Deconvolution_with_scaden_for_spatial_transcriptomics_data.Rmd

---
title: "Deconvolution with scaden for spatial transcriptomics data"
output: rmarkdown::html_vignette
date: 'Compiled: `r format(Sys.Date(), "%B %d, %Y")`'
vignette: >
  %\VignetteIndexEntry{Deconvolution with scaden for spatial transcriptomics data}
  %\VignetteEngine{knitr::rmarkdown}
  %\VignetteEncoding{UTF-8}
---

```{r, include = FALSE}
knitr::opts_chunk$set(
  tidy = TRUE,
  tidy.opts = list(width.cutoff = 95),
  message = FALSE,
  warning = FALSE, 
  error = FALSE,
  fig.align = "center"
)
```


Recent studies ([Zubair el.al.](https://academic.oup.com/nar/article/50/14/e80/6583238), [Wang el.al.](https://www.biorxiv.org/content/10.1101/2022.12.15.520612v1)) have indicated the potential to apply bulk-deconvolution methods to new technologies such as spatial transcriptomics when the resolution is not at single-cell level. 
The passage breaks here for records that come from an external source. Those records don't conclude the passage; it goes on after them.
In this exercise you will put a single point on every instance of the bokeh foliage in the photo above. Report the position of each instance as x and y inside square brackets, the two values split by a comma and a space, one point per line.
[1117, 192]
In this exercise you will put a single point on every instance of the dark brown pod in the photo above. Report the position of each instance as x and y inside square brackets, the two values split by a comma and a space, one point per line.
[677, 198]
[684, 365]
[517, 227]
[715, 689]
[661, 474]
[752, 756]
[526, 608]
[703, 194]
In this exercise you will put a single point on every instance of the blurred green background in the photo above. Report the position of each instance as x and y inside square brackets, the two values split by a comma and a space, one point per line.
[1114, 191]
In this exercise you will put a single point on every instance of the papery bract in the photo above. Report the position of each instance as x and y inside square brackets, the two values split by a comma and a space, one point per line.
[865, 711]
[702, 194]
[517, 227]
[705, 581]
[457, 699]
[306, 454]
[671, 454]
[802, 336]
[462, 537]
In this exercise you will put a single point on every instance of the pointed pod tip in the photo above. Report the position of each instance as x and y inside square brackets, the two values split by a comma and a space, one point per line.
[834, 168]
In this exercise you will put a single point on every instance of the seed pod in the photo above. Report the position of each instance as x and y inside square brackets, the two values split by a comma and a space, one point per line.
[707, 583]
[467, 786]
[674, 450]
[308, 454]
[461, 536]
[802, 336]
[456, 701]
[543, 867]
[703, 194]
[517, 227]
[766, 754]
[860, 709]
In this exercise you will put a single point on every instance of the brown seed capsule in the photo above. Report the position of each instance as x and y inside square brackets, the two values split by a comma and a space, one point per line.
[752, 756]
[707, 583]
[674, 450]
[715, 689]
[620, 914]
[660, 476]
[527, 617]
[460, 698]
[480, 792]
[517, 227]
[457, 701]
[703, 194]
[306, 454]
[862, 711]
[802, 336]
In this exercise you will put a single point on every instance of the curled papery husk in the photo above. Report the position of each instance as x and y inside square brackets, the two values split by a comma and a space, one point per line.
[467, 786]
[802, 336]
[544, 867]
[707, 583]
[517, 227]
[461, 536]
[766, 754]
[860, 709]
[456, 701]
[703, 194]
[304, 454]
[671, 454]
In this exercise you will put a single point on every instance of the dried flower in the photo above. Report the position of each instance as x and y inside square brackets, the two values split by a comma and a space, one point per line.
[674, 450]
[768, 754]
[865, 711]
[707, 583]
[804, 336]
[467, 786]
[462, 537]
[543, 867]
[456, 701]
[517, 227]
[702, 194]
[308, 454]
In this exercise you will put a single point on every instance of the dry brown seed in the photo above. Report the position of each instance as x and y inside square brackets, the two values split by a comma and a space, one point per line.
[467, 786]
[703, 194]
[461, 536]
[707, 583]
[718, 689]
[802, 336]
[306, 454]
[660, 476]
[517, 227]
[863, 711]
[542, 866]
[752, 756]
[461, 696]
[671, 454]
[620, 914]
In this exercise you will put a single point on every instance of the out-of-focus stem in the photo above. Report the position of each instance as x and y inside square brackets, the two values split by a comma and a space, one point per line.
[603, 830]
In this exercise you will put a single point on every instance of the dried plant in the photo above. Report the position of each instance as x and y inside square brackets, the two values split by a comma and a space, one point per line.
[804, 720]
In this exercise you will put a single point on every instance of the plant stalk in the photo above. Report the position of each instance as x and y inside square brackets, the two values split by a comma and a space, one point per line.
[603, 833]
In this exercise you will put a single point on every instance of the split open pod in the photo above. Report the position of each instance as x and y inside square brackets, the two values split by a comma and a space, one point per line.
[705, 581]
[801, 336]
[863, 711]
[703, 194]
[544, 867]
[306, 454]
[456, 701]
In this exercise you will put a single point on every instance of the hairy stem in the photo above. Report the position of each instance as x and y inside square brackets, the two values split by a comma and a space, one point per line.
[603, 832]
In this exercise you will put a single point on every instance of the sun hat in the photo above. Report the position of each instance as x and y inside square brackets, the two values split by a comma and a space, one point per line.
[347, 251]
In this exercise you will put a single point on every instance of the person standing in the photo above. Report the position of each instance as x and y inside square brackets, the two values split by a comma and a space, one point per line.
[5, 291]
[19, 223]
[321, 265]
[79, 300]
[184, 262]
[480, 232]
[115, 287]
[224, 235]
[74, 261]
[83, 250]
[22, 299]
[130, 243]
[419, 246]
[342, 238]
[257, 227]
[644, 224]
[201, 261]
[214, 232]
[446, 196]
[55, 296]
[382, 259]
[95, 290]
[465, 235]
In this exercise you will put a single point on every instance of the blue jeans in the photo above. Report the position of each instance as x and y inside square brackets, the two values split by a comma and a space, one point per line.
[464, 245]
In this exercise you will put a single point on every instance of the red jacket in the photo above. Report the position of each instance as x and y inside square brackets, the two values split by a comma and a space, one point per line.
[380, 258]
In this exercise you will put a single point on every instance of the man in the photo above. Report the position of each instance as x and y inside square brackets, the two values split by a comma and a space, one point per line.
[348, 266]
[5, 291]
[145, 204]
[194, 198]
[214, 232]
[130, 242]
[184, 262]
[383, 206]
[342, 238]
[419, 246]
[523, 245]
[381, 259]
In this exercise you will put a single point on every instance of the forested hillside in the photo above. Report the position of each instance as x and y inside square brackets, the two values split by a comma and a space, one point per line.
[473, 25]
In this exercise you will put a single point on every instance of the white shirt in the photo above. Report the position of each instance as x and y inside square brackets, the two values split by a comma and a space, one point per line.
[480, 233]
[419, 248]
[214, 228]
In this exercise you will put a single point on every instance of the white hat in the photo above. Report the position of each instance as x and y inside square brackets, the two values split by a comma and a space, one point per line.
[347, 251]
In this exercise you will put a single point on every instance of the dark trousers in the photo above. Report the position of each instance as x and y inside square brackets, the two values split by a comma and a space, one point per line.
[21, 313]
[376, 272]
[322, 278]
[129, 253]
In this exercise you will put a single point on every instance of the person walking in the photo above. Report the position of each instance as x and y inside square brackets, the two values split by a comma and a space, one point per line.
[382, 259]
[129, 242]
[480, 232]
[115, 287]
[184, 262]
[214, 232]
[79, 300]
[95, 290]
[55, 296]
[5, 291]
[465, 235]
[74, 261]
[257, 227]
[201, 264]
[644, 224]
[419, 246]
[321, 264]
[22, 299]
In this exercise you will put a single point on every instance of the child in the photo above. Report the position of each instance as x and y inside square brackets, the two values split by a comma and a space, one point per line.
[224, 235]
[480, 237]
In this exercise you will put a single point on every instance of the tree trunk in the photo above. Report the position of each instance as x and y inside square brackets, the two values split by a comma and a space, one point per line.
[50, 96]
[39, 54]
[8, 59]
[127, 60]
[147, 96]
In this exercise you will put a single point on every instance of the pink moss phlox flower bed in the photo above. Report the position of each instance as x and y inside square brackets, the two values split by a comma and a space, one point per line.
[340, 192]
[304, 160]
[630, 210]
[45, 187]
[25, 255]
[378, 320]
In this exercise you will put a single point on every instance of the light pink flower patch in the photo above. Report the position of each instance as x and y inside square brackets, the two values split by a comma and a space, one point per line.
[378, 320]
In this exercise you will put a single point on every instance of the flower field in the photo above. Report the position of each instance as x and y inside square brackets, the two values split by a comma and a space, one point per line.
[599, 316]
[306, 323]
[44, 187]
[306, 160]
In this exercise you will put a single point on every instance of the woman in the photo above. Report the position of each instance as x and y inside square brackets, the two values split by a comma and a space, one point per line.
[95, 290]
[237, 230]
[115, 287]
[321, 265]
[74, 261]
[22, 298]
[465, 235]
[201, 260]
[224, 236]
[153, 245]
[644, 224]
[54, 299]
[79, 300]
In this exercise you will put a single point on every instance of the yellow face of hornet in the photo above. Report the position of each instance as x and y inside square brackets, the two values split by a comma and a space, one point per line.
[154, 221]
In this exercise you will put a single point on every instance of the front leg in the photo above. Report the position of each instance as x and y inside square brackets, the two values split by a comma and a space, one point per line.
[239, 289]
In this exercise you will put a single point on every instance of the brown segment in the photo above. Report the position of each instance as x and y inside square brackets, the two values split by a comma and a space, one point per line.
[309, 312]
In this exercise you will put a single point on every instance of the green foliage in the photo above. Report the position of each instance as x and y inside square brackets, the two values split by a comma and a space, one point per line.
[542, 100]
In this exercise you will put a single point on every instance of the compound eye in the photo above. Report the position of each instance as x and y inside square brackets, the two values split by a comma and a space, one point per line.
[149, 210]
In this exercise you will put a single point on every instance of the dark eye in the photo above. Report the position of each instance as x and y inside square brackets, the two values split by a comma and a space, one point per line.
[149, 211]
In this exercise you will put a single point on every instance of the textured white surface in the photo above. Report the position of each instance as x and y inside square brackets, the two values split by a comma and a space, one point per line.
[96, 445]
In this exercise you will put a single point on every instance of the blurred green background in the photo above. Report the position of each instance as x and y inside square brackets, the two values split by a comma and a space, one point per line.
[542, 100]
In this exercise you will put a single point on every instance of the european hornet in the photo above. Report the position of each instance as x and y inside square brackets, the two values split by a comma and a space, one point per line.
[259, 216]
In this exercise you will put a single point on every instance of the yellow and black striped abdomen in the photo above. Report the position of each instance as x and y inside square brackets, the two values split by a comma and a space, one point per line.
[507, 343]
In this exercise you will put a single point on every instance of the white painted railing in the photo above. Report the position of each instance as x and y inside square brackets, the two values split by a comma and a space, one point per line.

For this tutorial, we will use `scaden` to deconvolute a dataset of sagital mouse brain slices generated using the Visium v1 chemistry, and generate cell-type specific gene expression. The data is provided by `Seurat` package and can be downloaded via `InstallData()`. If you haven't installed `scaden`, please follow instruction [here](https://liuy12.github.io/SCdeconR/).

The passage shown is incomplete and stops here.